Trump ha conseguido en tiempo récord fracturar a la sociedad norteamericana; no hay que olvidar que ha recibido más de 70 millones de votos en los recientes comicios presidenciales. Ha utilizado en beneficio propio las principales instituciones hasta intentar vaciarlas de contenido; es decir, nacional populismo trumpista. Pero también ha sabido conectar con la rabia de determinados sectores de la población, como destacaba Bob Woodward en su libro de entrevistas a Donald Trump, ‘Rabia’. “Yo hago rabiar. Lo hago. Siempre lo he hecho. No sé si eso es una ventaja o un inconveniente, pero el caso es que lo hago”, confesaba en dos entrevistas realizadas el 31 de marzo de 2016 y ratificaba el pasado 22 de junio de 2020.

Lo sucedido ayer es la evidencia más palpable. Cuatro fallecidos y un número indefinido de heridos y detenidos producto de la rabia. De un mensaje que ha ido calando durante estos últimos cuatro años que se concentra en el odio al otro: es indiferente si hablamos de identidad étnica, sexual, racial, religiosa o ideología política. La búsqueda permanente del catalizador del descontento y, al mismo tiempo, de la explicación del origen de todos los males.

‘Trump first’

Ayer, por ejemplo, los alrededor de 4.000 fallecidos y cerca de 260.000 nuevos contagios de Covid-19 no fueron un impedimento para movilizar a los sectores más radicalizados en una muestra más de, hasta qué punto, el objetivo no era ‘America first’ sino ‘Trump first’. Esta tipología de liderazgos, cuyo potencial destructor suele ser abiertamente minusvalorado, practica la política de tierra quemada. Una vez que los mecanismos democráticos ya no le son útiles como herramienta de mantenimiento en el poder son saboteados.
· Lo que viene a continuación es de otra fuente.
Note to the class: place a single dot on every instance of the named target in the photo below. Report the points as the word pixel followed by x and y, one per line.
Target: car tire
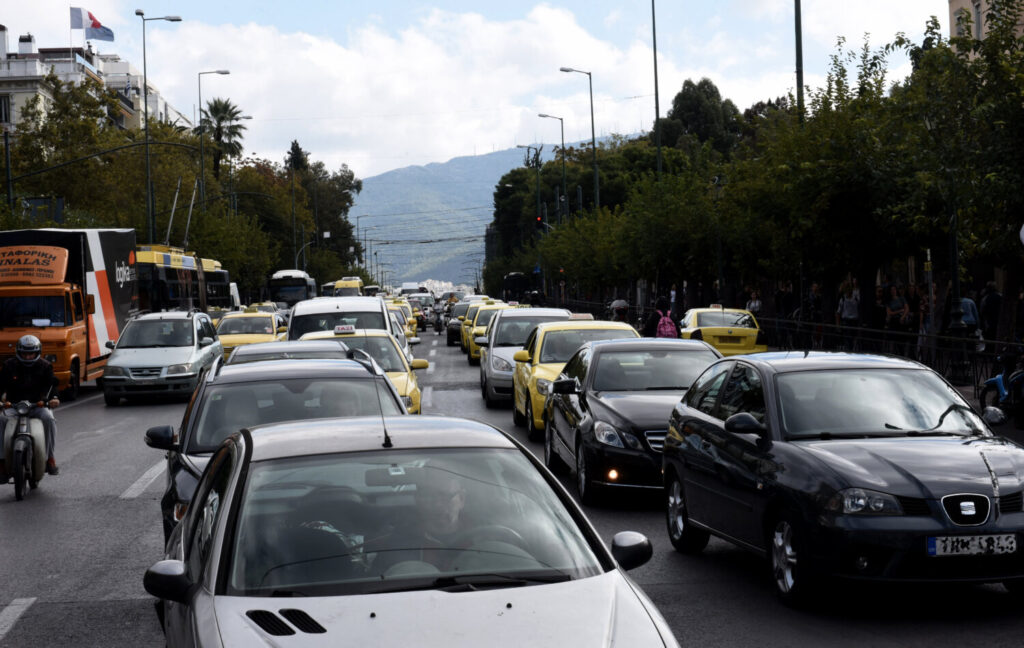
pixel 551 459
pixel 685 537
pixel 531 432
pixel 586 488
pixel 794 580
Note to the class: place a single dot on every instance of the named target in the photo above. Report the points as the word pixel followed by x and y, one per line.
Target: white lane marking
pixel 11 613
pixel 143 482
pixel 80 401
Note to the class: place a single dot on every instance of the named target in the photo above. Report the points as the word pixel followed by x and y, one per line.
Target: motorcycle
pixel 25 446
pixel 1006 390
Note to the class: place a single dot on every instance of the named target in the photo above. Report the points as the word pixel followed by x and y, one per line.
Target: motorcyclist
pixel 29 377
Hay que recordar que, a pesar de todo, las instituciones han funcionado en Estados Unidos pese a los múltiples intentos de malversación. La apelación permanente al fraude electoral ha sido desarticulada política y judicialmente, aunque ha calado en un sector de los votantes de Trump agitando, de nuevo, la rabia. Si las fuerzas armadas, parte del propio partido republicano o, finalmente, el vicepresidente Pence, no hubiesen cumplido con su papel institucional podríamos encontrarnos hoy ante otro escenario mucho más complejo.

No en vano, el arzobispo de San Francisco, Salvatore Cordileone, ha avisado rotundamente que “a las muertes por una pandemia y la destrucción causada en los medios de vida de las personas, no necesitamos añadir un intento de guerra civil”.
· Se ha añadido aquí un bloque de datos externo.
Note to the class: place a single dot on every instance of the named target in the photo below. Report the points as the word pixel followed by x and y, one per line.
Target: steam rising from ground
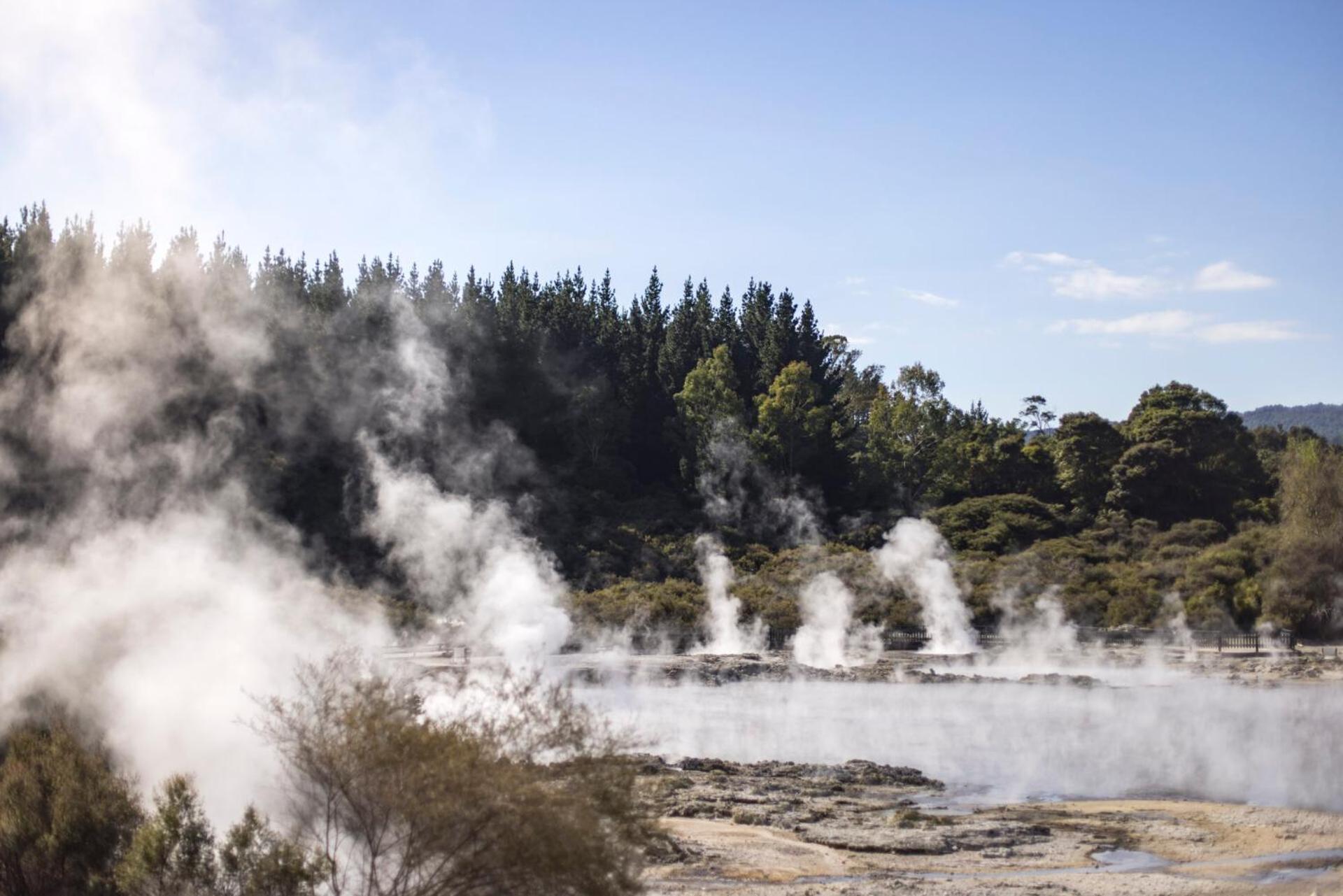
pixel 141 582
pixel 727 632
pixel 827 636
pixel 1200 738
pixel 918 557
pixel 469 557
La democracia es un proceso, una dinámica. No es un sistema estático en el que, a través de una Constitución y de un sistema institucional todo fluye con naturalidad. Por eso hay que cuidarlo, cultivarlo y apuntalar su mantenimiento mediante un mecanismo de contrapesos que supervise y vigile los intentos de subversión del mismo. Si los ataques permanentes a las instituciones, apoyados en soflamas o discursos interesados –partidistas o personalistas– consiguen su fruto y son deslegitimadas finalmente, el sistema entra en una crisis de consecuencias imprevisibles.

El cardenal Wilton Gregory, arzobispo de Washington, no ha dudado en señalar que “quienes recurren a una retórica incendiaria deben aceptar cierta responsabilidad por incitar a la creciente violencia en nuestra nación”. Son tiempos convulsos y lo acontecido en estas horas en Estados Unidos debería de constituir una experiencia pedagógica esencial para el conjunto de la comunidad internacional.

Aviso a navegantes: arrogarse la prerrogativa de hablar en nombre del pueblo suele ocultar habitualmente intenciones personales espurias. Es la permanente contienda entre los principios e intereses. En el caso de Trump, como concluía Woodward, ha transformado sus impulsos personales en principios de gobierno demostrando que “no era el hombre indicado para este trabajo”. Restañar las heridas abiertas no será una tarea fácil.